Topol has countered that the promise of personalized medicine is already becoming intrinsic to today’s cancer research. Several cancer centers, including prestigious MD Anderson and NantHealth’s Patrich Soon-Shiong, MD, he notes, have been sequencing patients’ genomes to identify the first glimmer of tumors. Then, presumably, they can tailor a treatment rather than taking a shotgun approach with powerful drugs that have horrible side effects.
Emanuel, though, has pointed out that behavioral and lifestyle changes like a better diet, smoking cessation, and exercise — responsible for up to 60 percent of all disease — are likelier to influence longevity and affordable healthcare than genetics.

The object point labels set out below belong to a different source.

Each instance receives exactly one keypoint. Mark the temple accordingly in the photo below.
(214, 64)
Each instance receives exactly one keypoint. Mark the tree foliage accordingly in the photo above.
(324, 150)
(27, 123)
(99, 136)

Add myriad, complex environmental factors, and genetics becomes just another piece of the puzzle, wrote David Ewing Duncan in the MIT Technology Review.
In a review of a book by Francis Collins, commonly seen as the father of human genome sequencing while he was head of the Humane Genome Project, Duncan writes that Collins puts an “overwhelming emphasis on genomics as the language of life.”
“Each of us is born with a genetic blueprint, but this is meaningless for most common diseases without understanding the interaction of the environment and our personal genetic proclivities for either sensitivity to or protection from assaults from the world we live in,” he writes.
Given those factors, what’s missing from Collins’ determined continuing education (of you) on what genomics mean and what they might offer healthcare is a plan that fits all the puzzle pieces together, Duncan contends.
In any event, Topol believes his theory of positive disruption is already unstoppable. Personalized medicine is a matter of when, not if, he believes.
The irony of all this is that the pinpoint focus of personalized medicine will bring the family doctor back, says Jeff Balser, Vanderbilt University’s vice chancellor for health affairs.
“After having gone through a period where blockbuster drugs and massive screening were the norm, we are actually moving back to a place where we’re trying to tailor care to the individual. I try to think of this as not getting more high-tech and therefore more distant from the patient. Through technology we’re becoming more familiar with our patients as individuals and, along with that, always remembering to be personable — (a) Normal Rockwell (painting) with a DNA sequencer.”